Ashok Das is an Indian-American physicist. He is professor of physics at University of Rochester and adjunct professor of physics at both Saha Institute of Nuclear Physics, Kolkata, India and Institute of Physics, Bhubaneswar, India.

==Early life and education==
Das was born in Puri, Odisha, on March 23, 1953. He received his BS (with honors) in 1972 and MS in physics in 1974 from the University of Delhi. He did his graduate studies in supersymmetry and supergravity at State University of New York at Stony Brook. He received his PhD in 1977.

==Career==
Das was a research associate at the City College of New York, the University of Maryland, and Rutgers University. He was promoted to professor in 1993 and has been employed at the University of Rochester since 1982.

Das' research is in the area of theoretical High-energy physics. His research has focused on questions of symmetry in the fundamental laws of nature. He has worked on nonlinear integrable systems, finite temperature field theories, generalization of the Standard Model to incorporate CP violation, and problems in Quantum field theory and String theory.

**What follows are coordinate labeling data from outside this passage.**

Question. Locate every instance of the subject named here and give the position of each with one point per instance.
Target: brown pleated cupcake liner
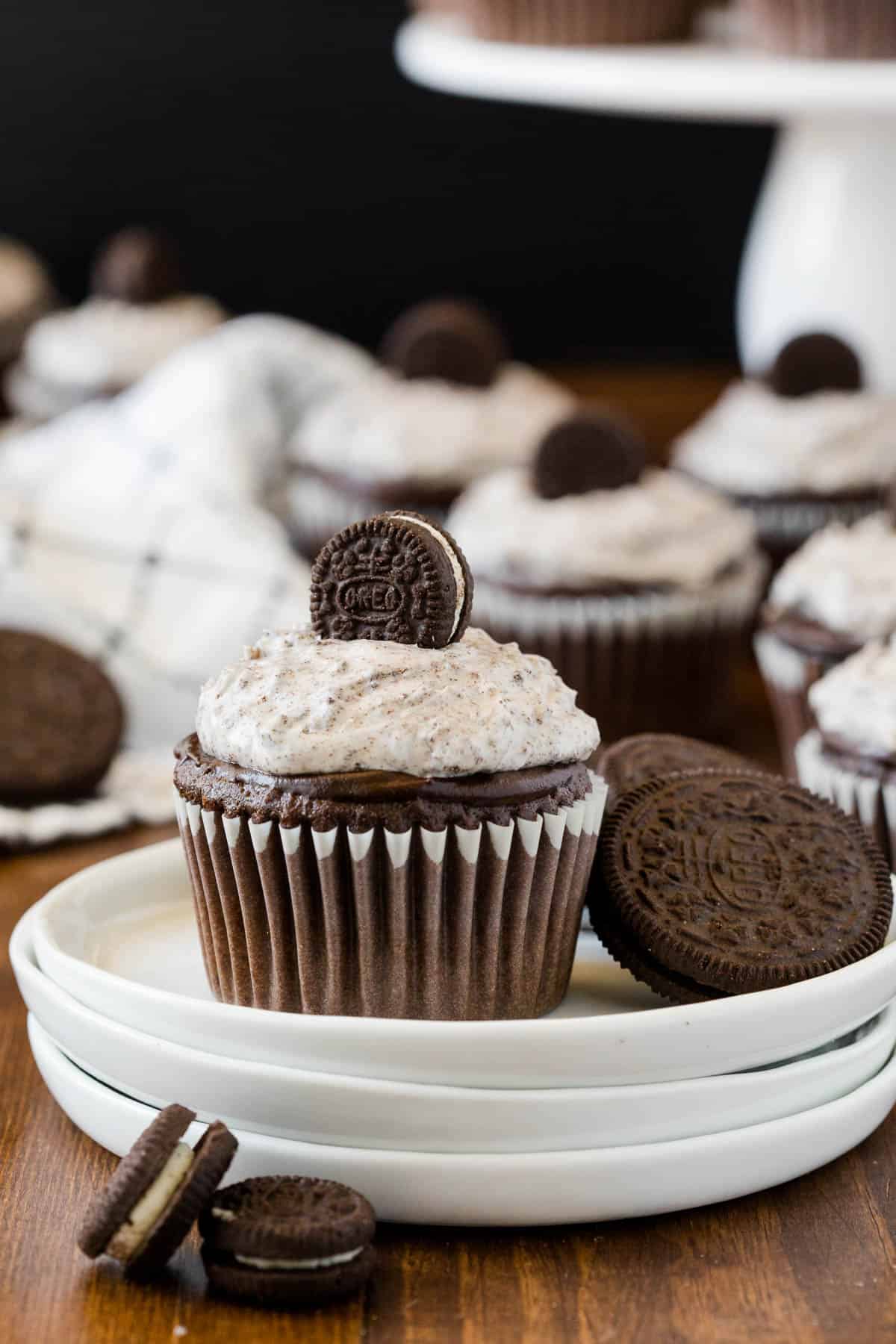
(579, 22)
(788, 675)
(660, 662)
(824, 28)
(454, 924)
(871, 797)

In 2002, Das became a fellow of the American Physical Society "for contributions in the areas of supergravity, integrable models, and finite temperature field theory." In 2006, he was awarded a Fulbright scholarship to teach physics in Brazil.

Ashok Das has written books and monographs on various disciplines of theoretical physics at the advanced undergraduate and graduate level. Some of his books include: A Path Integral Approach (World Scientific publishers), Finite Temperature Field Theory (World Scientific publishers), Integrable Models (World Scientific Lecture Notes in Physics), Lectures on Gravitation (World Scientific publishers), and Lectures on Electromagnetism.